Son expression lui rappela des jours meilleurs, avant la guerre, quand Tomás s’accrochait au chambranle de la porte de la cuisine, l’orteil d’une petite basket grattant le côté de l’autre, une main jouant avec la petite croix en or qui pendait autour de son cou. Mme Angela, la chef des Kipplanders, l’appelait sa petite souris, petite souris, et lui a donné un cookie. Si Valérie était assise à table près de la cuisine, où elle aimait faire ses devoirs ou se pencher sur les livres de cuisine de Mme Angela, elle devait lui remettre sa friandise. Il avait des yeux noirs en soucoupe et ce sourire exact, et il disait un mot poli et soigneusement énoncé Merci, puis disparaître avant que sa mère guatémaltèque, l’une des femmes de ménage, ne puisse le gronder.

Il portait toujours la croix, mais ces petites baskets étaient devenues sales et usées, et un petit orteil sortait d’un trou sur le côté. Sa mère serait atterrée par son état – celui de Valérie aussi, sans aucun doute – pourtant l’état des vêtements de Tomás ne semblait pas le préoccuper. La frange de cheveux bruns qui lui tombait dans les yeux non plus.

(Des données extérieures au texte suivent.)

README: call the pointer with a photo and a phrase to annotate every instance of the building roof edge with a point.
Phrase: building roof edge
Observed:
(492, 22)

Il posa son sac sur le comptoir et regarda Valérie inspecter la douzaine de pommes parsemées de taches brunes et de trous de ver.

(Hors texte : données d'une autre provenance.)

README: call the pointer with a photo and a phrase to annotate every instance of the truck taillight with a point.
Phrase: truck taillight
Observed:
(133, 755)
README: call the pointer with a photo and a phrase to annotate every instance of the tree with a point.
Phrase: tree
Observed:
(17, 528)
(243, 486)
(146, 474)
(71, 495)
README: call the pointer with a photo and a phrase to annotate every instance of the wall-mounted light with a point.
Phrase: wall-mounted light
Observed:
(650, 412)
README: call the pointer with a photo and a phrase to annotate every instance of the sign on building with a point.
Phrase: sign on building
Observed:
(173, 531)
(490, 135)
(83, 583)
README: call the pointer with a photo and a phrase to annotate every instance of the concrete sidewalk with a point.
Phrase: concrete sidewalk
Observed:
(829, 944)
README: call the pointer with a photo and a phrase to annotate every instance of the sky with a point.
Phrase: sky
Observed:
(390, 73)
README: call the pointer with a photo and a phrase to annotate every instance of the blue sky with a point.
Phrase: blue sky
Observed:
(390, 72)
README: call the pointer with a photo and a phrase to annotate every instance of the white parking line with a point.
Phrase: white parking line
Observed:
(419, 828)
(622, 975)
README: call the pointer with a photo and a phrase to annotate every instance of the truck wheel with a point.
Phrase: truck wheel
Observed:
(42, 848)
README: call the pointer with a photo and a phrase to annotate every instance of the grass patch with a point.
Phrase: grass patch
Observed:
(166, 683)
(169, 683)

« Je sais qu’ils n’ont pas l’air si gentils », a-t-il déclaré. « Mais sont-ils assez bons pour la tarte ? »

Quelques jours plus tôt, la première nuit où il avait cessé de pleuvoir, l’un de ses amis préférés n’était pas revenu de leurs fouilles, et peut-être pour se consoler, Tomás était obsédé par leur ancienne vie dans la grande maison des Kipplander surplombant la rivière Hudson. . Il raconta qu’il aimait aider sa mère à plier le linge, que tout sentait si bon et si propre. Mais encore mieux étaient les odeurs de la cuisine de Mme Angela. Il voulait une tarte.

Un garçon plus âgé lui avait parlé d’un verger de pommiers et d’une cidrerie abandonnés à environ un kilomètre et demi du camp, « où les mauvais soldats ne patrouillent presque jamais », ce qui a donné l’idée à Tomás. Valérie lorgnait la maigre récolte qui avait survécu à l’hiver ; ce n’étaient pas les meilleures pommes pour la cuisson, et elle n’avait pas la plupart des ingrédients, ni même assez de farine pour faire une bonne croûte, mais elle ne pouvait pas supporter de le décevoir. Surtout quand les égratignures sur ses bras et ses jambes étaient probablement le prix qu’il avait payé pour cette aventure nocturne.

« Nous pouvons couper autour des vers et des trucs. » Valérie a mis du soleil dans ses mots. « Pourquoi ne pas faire un crumble aux pommes à la place ? Ceux-ci peuvent être très bons. Ce ne sera pas exactement la tarte de Mme Angela, mais ce sera peut-être suffisant pour nous le rappeler.

Ils devraient faire attention. L’arôme des pommes au four attirerait sûrement l’attention, alors elle attendit après le dîner. Tomás est resté derrière, l’aidant à faire la vaisselle. Puis elle lui montra comment épépiner, éplucher et trancher les pommes avec un petit couteau d’office – toutes les astuces qu’elle avait apprises aux côtés de Mme Angela et perfectionnées à l’école de cuisine. Elle lui montra comment saupoudrer les pommes avec seulement un peu de sucre, qui était tout ce qu’elle pouvait épargner, et elle improvisa un crumble de chapelure, une partie de la farine d’avoine instantanée destinée au petit-déjeuner et un peu d’huile de cuisson.

« Le dessus est un peu moelleux », a déclaré Tomás, lorsque Valérie lui a offert la première tranche. « Mais les pommes ne sont pas trop mauvaises. » Il avait l’air contemplatif, sa petite lèvre inférieure saillante. « De quoi avons-nous besoin pour faire une vraie tarte aux pommes comme celle de Mme Angela ?

— Du beurre, soupira-t-elle. « Du beurre et plus de farine pour la croûte. Cannelle, muscade et plus de sucre pour les pommes.

Son hochement de tête solennel lui retourna l’estomac.

« Non. Tomás, non. Pour quelque chose d’aussi stupide que de la tarte, cela ne vaut pas le risque.